And the system may get held up in court, because civil rights groups are bound to contest the voter-approved mandate that legislative lines be based only on the population of adult citizens — not all people, as is the case almost everywhere.
Voters in both Colorado and Michigan approved truly independent commissions in 2018. Once the population details from this year's census are finalized, next year they will set about realigning their state's congressional and legislative boundaries alongside similar panels in five other states: Arizona, California, Idaho, Washington and Montana, the last of which is likely to get a second House seat thanks to population growth.

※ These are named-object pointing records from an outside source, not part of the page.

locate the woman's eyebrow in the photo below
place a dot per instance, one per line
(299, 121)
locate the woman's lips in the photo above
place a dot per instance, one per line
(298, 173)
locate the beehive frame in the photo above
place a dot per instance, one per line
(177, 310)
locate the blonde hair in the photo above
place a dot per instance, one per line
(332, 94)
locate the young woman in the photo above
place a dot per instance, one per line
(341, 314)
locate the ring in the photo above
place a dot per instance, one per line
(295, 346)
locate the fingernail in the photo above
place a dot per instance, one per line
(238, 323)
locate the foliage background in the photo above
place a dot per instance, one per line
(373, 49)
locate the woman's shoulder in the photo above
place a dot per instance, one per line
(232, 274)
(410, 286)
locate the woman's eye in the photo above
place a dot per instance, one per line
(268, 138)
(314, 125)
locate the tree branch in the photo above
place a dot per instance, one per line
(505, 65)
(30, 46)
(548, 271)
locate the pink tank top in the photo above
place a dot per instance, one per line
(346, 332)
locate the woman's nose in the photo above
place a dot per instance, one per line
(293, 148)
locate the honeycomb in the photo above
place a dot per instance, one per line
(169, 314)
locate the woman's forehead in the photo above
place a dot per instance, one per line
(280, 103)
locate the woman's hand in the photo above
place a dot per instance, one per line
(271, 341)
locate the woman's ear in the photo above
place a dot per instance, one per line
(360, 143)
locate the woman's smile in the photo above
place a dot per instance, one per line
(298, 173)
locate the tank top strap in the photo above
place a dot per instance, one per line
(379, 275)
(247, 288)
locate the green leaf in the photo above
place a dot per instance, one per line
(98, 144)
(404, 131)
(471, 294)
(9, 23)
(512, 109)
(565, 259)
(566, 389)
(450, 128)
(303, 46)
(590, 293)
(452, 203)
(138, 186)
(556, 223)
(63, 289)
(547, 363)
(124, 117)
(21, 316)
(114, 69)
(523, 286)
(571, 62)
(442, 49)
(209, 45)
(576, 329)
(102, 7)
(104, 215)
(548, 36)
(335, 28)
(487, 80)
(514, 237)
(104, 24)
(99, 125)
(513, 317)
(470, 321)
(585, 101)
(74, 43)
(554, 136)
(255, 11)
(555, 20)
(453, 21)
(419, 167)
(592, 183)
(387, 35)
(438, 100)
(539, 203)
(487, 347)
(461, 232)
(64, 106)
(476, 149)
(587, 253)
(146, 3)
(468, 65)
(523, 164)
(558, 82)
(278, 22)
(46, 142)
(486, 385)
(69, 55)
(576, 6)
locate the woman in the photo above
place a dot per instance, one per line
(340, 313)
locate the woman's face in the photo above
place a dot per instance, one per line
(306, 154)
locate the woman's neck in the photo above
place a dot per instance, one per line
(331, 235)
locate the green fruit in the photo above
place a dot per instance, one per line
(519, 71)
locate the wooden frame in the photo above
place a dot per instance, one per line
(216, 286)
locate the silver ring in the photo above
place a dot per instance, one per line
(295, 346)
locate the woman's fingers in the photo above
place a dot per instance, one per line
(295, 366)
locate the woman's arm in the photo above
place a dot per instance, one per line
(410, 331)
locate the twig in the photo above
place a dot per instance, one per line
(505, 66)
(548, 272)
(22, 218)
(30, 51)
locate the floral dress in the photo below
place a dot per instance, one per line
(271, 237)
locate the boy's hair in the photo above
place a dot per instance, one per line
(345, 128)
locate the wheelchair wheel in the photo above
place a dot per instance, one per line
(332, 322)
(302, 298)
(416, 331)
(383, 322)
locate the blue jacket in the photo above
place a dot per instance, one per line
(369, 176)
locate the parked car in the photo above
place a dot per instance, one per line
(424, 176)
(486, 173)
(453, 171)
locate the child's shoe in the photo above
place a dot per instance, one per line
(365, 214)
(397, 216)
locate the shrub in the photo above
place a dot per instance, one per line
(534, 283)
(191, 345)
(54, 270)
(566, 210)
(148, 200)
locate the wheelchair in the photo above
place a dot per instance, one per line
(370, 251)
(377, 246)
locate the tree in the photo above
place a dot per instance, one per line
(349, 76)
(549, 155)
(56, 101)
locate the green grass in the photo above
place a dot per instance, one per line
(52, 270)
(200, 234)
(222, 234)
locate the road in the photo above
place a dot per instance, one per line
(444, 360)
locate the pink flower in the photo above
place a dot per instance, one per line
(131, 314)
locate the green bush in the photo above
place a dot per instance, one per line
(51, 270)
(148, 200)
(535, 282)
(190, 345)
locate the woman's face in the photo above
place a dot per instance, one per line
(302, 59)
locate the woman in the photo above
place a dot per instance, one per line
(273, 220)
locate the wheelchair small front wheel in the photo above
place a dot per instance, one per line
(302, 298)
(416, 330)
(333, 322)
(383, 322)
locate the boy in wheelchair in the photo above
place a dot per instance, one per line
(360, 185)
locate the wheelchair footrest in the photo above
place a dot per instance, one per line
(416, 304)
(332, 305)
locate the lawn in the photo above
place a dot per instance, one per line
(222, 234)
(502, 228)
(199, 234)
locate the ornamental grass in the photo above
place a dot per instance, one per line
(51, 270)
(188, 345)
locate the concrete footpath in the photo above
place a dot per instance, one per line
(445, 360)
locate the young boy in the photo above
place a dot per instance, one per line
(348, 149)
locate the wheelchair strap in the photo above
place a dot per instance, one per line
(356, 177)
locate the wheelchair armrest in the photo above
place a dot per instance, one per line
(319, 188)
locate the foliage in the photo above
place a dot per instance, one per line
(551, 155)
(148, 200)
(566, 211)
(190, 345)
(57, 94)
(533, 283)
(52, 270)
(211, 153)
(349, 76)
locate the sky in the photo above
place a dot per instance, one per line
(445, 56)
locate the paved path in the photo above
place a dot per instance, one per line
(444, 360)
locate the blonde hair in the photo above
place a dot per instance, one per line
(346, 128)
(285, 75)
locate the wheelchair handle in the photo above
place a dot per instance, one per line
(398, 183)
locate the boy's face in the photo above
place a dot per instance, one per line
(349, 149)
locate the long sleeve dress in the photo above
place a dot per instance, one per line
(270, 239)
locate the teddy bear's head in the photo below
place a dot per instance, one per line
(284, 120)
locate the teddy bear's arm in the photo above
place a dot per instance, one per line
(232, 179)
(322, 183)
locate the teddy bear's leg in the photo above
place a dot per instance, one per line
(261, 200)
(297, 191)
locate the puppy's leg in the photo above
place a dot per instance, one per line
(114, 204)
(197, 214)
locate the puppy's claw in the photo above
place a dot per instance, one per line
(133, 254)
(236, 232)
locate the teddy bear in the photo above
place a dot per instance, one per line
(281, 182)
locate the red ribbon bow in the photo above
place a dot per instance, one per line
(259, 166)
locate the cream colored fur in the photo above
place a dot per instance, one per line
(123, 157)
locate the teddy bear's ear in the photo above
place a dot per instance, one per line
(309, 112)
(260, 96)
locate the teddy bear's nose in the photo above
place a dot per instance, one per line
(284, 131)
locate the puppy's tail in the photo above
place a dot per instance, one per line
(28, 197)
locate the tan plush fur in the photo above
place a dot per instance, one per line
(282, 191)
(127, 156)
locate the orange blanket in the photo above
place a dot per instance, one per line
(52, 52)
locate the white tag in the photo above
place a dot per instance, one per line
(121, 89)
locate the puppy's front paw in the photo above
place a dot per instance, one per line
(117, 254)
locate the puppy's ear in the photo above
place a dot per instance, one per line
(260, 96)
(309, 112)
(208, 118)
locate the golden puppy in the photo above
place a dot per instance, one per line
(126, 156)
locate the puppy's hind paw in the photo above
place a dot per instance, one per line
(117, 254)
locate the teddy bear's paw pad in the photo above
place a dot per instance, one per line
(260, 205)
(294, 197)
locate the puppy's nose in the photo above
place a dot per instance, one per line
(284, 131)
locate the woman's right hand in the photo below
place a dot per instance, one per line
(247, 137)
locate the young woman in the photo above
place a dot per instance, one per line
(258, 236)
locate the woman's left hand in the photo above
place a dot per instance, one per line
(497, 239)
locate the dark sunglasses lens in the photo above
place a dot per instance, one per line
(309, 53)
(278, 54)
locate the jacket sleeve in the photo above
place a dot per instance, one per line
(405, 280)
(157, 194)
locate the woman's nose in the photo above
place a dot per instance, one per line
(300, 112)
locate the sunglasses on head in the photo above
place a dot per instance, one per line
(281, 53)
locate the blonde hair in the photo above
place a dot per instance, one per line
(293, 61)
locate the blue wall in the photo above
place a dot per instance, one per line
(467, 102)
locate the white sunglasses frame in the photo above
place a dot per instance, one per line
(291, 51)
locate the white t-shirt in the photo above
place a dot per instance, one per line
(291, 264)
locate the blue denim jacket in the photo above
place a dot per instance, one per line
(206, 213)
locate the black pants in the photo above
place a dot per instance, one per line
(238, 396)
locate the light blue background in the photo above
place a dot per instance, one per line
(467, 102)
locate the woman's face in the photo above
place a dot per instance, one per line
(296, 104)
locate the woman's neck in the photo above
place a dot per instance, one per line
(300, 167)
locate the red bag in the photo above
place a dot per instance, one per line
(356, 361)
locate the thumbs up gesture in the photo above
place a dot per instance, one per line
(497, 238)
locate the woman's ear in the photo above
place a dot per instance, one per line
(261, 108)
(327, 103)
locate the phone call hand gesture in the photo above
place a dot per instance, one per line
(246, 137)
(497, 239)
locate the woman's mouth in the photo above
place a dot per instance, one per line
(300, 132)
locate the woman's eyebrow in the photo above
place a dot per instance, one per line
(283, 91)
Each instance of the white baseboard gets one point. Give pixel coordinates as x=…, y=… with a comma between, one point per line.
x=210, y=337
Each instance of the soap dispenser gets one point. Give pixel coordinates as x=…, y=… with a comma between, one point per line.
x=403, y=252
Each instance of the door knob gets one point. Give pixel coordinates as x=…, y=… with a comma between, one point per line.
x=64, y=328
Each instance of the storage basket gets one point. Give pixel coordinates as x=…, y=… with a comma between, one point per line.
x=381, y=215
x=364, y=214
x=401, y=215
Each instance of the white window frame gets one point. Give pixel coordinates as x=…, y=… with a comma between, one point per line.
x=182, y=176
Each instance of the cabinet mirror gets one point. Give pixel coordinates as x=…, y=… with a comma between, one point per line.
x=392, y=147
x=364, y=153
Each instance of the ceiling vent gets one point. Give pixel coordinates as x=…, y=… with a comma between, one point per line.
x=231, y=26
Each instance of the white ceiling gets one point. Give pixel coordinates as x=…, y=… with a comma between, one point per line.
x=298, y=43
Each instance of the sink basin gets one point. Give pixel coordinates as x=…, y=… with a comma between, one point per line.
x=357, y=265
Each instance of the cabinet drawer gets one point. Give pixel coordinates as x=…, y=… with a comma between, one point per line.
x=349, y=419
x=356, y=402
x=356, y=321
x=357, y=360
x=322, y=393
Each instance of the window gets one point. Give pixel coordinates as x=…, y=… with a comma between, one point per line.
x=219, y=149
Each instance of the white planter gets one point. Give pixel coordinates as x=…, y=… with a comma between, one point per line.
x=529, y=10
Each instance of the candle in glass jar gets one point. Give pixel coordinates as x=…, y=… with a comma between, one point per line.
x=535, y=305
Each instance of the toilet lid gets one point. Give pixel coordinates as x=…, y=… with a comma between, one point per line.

But another such commission, approved by the voters in Utah in 2018, was essentially neutered this year, when the GOP-majority Legislature enacted a law saying the panel's work was advisory only.
Alaska will also use an independent commission, but only for its legislative maps since it has a single at-large House district. Hawaii and New Jersey will employ commissions made up of politicians, but in general they may not run in the districts they draw.
But the redistricting power will remain in the hands of elected politicians in more than three-quarters of the states. The GOP has secured the dominant advantage for a second straight decade because it has won unfettered control over the process in 21 states — Texas, Florida, Ohio and North Carolina among them — accounting for as many as 185 House seats, better than two out of every five, depending on precisely how reapportionment turns out.
Although it's not clear how many more districts they can carve out for themselves than they did in 2011, their continued redistricting advantage will only help the Republicans' already solid prospects for picking up the half-dozen or so seats they will need to win back the House in 2022. Such midterm elections almost always favor the party not in the White House in any case.
Control of redistricting in each state
Sources: Princeton Gerrymandering Project, National Conference of State Legislatures
Democrats will dictate the mapmaking terms in just nine states likely to be allocated a combined 66 seats, Illinois by far the biggest among them. Pennsylvania and New York are the biggest of the other nine, with about 70 seats, where there will be divided control over the governor's mansions and statehouses.
Democrats were hoping to break some of the GOP strongholds in state capitals, but their blue wave never formed. In fact, the only legislature that flipped this fall was New Hampshire's — in favor of the GOP.